I have a matrix h \in \mathbb{R}^{n_n \times n_t} where n_n is the number of sensors and n_t is the number of hours in a day. I want to understand the variation between each timestamp for each sensor (note times roll over between days), so I have:
\frac{1}{n_{n}} (\sum_{i=1}^{n_n} (h_i^1-h_i^{n_t})^2+\sum_{t=2}^{n_t}\sum_{i=1}^{n_n} (h_i^t-h_i^{t-1})^2)

I’ve tried a few implementations with the two fastest being:

nn = 9000
nt = 24
h = rand(nn, nt)
m1() = sum((h .- hcat(h, h[:, 1])[:, 2:end]) .^ 2) / nn
m2() = sum((vec(h) - [h[nn+1:end]; h[1:nn]]) .^ 2) / nn

However, both of these take around 280 \mu s and use ~5MiB of memory through ~20 allocations according to benchmark tools. I appreciate these numbers are already pretty good, but as I’m going to be running this calculation millions of times I thought I’d ask are there any ways I can improve on my current performance? I’m somewhat new to Julia and this is the first piece of performance sensitive code I have so this as much about the learning as it is about the performance for me.

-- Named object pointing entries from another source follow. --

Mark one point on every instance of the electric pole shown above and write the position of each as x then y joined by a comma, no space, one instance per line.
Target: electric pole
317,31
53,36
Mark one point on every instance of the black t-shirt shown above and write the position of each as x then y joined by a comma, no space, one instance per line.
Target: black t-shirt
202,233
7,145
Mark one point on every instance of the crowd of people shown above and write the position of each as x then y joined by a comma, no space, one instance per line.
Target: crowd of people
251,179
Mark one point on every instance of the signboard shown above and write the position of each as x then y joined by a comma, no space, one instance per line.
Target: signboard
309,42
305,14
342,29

edit 1: I should point out this code will act as an objective function for an NLP problem in JuMP.
edit 2: typo in equation

Read the performance tips:

  1. Don’t use global variables. (Your code is in a function, but your variables are globals — pass them as arguments.)
  2. Think about array allocations. Slices allocate arrays unless you use @views. hcat and [array1; array2] allocate new arrays. Allocating an array just to sum it is wasteful too.
  3. Don’t be afraid of writing your own loops, especially for performance-critical code. Loops are fast in Julia, and are often the easiest way of avoiding extraneous array allocations.

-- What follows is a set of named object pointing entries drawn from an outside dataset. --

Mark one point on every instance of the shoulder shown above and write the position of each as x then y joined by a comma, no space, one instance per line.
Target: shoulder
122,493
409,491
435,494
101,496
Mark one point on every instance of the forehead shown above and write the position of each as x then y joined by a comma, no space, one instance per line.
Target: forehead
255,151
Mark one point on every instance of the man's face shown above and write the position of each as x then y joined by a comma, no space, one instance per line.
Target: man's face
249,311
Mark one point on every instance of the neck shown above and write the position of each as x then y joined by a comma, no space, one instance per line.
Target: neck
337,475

For example, the following function is 20x faster than your original code on my machine (thanks in a large part to the LoopVectorization.jl package), is arguably clearer (it’s a lot closer to your original formula), and performs no allocations:

using LoopVectorization
function m(h)
    nn, nt = size(h)
    s = zero(eltype(h))
    @turbo for i = 1:nn
        s += (h[i,1] - h[i,nt])^2
    end
    @turbo for t = 2:nt, i = 1:nn
        s += (h[i,t] - h[i,t-1])^2
    end
    return s / nn
end

Benchmark with:

using BenchmarkTools
@btime m($h);

(Even if you remove LoopVectorization’s @turbo annotation, it is still more than 2x faster than your original code, and still allocates no memory.)

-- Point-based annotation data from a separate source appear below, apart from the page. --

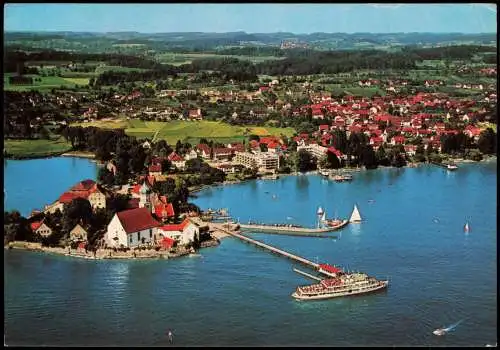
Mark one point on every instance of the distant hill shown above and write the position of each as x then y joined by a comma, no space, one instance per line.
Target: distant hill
202,41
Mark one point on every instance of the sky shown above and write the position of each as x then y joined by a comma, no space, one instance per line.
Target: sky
253,18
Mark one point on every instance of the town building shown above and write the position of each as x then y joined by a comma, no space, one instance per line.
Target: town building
182,233
39,227
131,228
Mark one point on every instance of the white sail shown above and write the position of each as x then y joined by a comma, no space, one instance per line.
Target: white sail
355,217
320,211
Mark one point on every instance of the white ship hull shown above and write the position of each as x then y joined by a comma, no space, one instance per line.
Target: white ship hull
321,296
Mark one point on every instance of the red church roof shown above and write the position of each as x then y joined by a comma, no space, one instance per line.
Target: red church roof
164,210
167,242
329,268
135,220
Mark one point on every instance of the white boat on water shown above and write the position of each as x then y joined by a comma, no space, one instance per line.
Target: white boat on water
355,216
439,331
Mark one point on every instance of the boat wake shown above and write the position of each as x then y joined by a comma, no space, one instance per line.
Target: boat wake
453,326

I thought I was doing something wasteful with the slicing but didn’t think of @views.
I originally implemented it as a loop very similar to this, however, mine was far slower. In my actual implementation I’m not using globals, however, for some strange reason I choose to use them here; this seems to be a major bottleneck in my benchmarking. Thanks for your solution, that is a huge speed improvement - I wasn’t aware of the LoopVectorisation package, I’ll have a read into it.
Cheers

(Maybe your loops were in the wrong order? Or maybe you initialized the sum to s = 0 instead of using zero(eltype(x)), which is type-unstable? For explicit loops, it’s also especially critical to avoid globals.)

I paid attention to the loop order, but I did initialise as s=0, I wasn’t aware this could be an issue. I think I need to re-read the performance tips.